The detection of pyrexic animals might be beneficial for epidemiologists investigating infectious or inflammatory disease prevalence within a population (e.g., animals identified as pyrexic may provide insight for serological surveys or stranding data as to whether animals sampled are demonstrating seroconversion due to previous disease exposure vs. active infection). It may benefit the clinical evaluation of live stranded animals to assist rehabilitative efforts or the identification of individuals in need of veterinary or other intervention (e.g., via direct or remote delivery of therapeutics [46]).
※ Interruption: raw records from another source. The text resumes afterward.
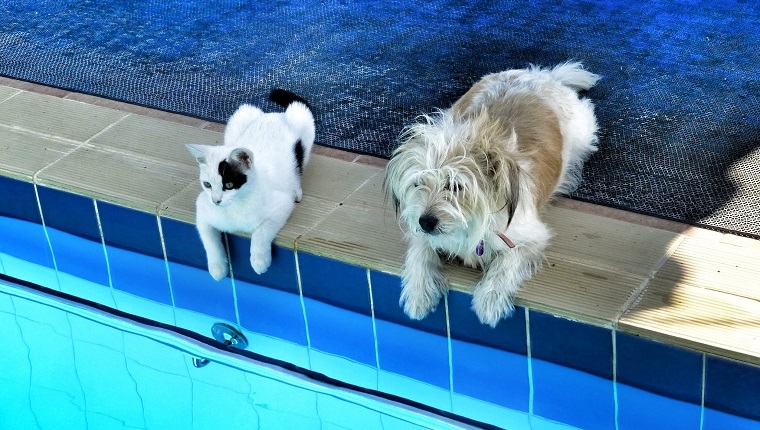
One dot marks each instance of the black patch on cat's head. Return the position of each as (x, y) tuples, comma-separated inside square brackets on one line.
[(298, 151), (233, 175)]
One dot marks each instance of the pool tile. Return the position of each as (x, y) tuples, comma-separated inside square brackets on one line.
[(135, 254), (25, 153), (386, 291), (491, 375), (582, 400), (72, 227), (140, 275), (335, 283), (341, 332), (183, 244), (24, 240), (130, 229), (280, 275), (195, 290), (414, 390), (416, 354), (717, 420), (659, 368), (70, 213), (572, 344), (270, 311), (417, 349), (639, 409), (508, 335), (23, 205), (724, 379), (78, 257)]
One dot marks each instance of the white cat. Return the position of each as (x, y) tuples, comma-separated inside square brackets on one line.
[(252, 182)]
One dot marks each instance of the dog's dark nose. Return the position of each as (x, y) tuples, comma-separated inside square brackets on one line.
[(428, 223)]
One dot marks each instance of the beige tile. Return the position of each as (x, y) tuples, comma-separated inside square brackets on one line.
[(327, 151), (138, 183), (23, 154), (181, 205), (155, 138), (32, 87), (361, 235), (307, 214), (136, 109), (54, 116), (371, 194), (585, 293), (570, 290), (7, 92), (334, 180), (372, 161), (608, 243), (719, 266), (697, 318)]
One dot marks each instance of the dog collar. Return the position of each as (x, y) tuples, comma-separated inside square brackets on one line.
[(481, 246)]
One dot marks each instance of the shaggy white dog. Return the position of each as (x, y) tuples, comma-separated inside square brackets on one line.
[(470, 182)]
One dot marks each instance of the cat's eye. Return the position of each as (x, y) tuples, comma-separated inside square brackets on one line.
[(454, 187)]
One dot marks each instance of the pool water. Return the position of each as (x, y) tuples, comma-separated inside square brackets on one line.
[(67, 366), (89, 369)]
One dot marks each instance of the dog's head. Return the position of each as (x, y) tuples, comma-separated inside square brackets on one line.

It might assist in the identification of immunocompromised individuals in a critically endangered population or in the investigation of the physiologic effects of various environmental or anthropogenic influences, which may provide valuable data in support of species protective legislation or other influential conservation measures. Blowhole temperature data from managed-care and free-ranging killer whales and other cetacean species may therefore provide valuable contextual data that will compliment assessments of health status for wild populations.